As for Mother…she had only lain there, day after day, barely eating or drinking, hardly sleeping. Just…staring into nothing.
No, not nothing. I know exactly what she sees. It was the same thing he saw every time he shut his eyes: the ogre closing in on Bethany, its claw-tipped hand smashing into her as she moved to protect their mother. He couldn’t stop seeing it, just as he couldn’t stop hearing the loud crack as her neck snapped: the only sound in a moment of utter, horrified silence.
His hand tightened convulsively on Bethany’s staff, as if it could give him some comfort. He’d taken it, not because it was better than his own, but because it was the only thing he had left of her.
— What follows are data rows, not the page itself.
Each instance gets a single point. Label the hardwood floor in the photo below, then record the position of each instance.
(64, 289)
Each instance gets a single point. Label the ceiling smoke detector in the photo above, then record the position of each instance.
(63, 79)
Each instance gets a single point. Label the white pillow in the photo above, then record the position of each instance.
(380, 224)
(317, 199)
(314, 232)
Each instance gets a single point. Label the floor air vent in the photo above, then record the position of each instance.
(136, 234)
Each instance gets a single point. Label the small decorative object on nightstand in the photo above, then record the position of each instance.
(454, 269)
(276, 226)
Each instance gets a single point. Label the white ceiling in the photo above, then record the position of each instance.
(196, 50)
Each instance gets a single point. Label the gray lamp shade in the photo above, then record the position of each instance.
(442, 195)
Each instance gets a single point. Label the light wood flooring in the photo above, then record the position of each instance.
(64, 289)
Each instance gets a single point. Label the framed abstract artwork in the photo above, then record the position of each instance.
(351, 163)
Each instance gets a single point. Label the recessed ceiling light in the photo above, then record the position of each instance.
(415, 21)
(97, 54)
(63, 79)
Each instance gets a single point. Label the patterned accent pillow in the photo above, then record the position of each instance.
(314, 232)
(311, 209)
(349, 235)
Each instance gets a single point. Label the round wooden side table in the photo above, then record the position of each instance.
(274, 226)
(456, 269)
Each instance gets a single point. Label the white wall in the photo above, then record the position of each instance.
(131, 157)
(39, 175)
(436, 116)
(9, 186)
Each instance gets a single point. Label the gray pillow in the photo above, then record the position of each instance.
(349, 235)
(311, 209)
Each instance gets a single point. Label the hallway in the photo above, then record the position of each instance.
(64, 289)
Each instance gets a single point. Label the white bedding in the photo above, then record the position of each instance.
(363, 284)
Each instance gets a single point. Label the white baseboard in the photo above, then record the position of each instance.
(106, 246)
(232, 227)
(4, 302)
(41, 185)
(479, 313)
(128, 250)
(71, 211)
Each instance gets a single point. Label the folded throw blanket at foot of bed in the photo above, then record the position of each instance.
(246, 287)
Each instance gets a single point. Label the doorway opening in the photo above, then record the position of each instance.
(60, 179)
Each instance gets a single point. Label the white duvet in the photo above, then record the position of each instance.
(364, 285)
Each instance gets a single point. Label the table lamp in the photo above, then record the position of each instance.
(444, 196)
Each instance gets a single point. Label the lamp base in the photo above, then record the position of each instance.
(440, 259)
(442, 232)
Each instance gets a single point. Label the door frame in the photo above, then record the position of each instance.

It had always been three of them against the world: Father, Bethany, and himself. Even though Bethany had been younger, she’d joined in his magic lessons the moment her talent showed itself. Magic had formed a bond between them far stronger than that between her and her twin. While Carver had been at sword practice, learning from whatever local knight or ex-soldier was willing to train him, the three mages had been closeted in their house, deep into the study of magic. So maybe it was natural that Reyn had become Bethany’s confidante, and she his.
Sometimes, she’d known things even without his saying them aloud, so close had they been. Like the fact that he’d been interested in Peaches’ brother, not Peaches herself. Or the fact that neither of them, no matter how badly they wanted it, could afford to have even a close friend, let alone a lover. The risk of exposure was simply too great.
Carver had lived without such restrictions. He was free to go where he wanted, do what—or who—he wanted. And yet, he’d always resented them. The prick.
Reyn shook his head sharply. This was no time to stir up old angers, not with all their lives in danger. Carver was his brother, and with Bethany gone, that relationship became even more important. If they were to survive in their new lives, they’d have to bury the old resentments and learn to work together. And he did love Carter, if only because they were brothers, and because Mother depended on them both now more than ever.
The ship slipped through the high cliffs, bounded by statues of agonized slaves, and glided into the docks. With a sigh, Reyn turned to the gangplank, Bethany’s staff gripped in his hand.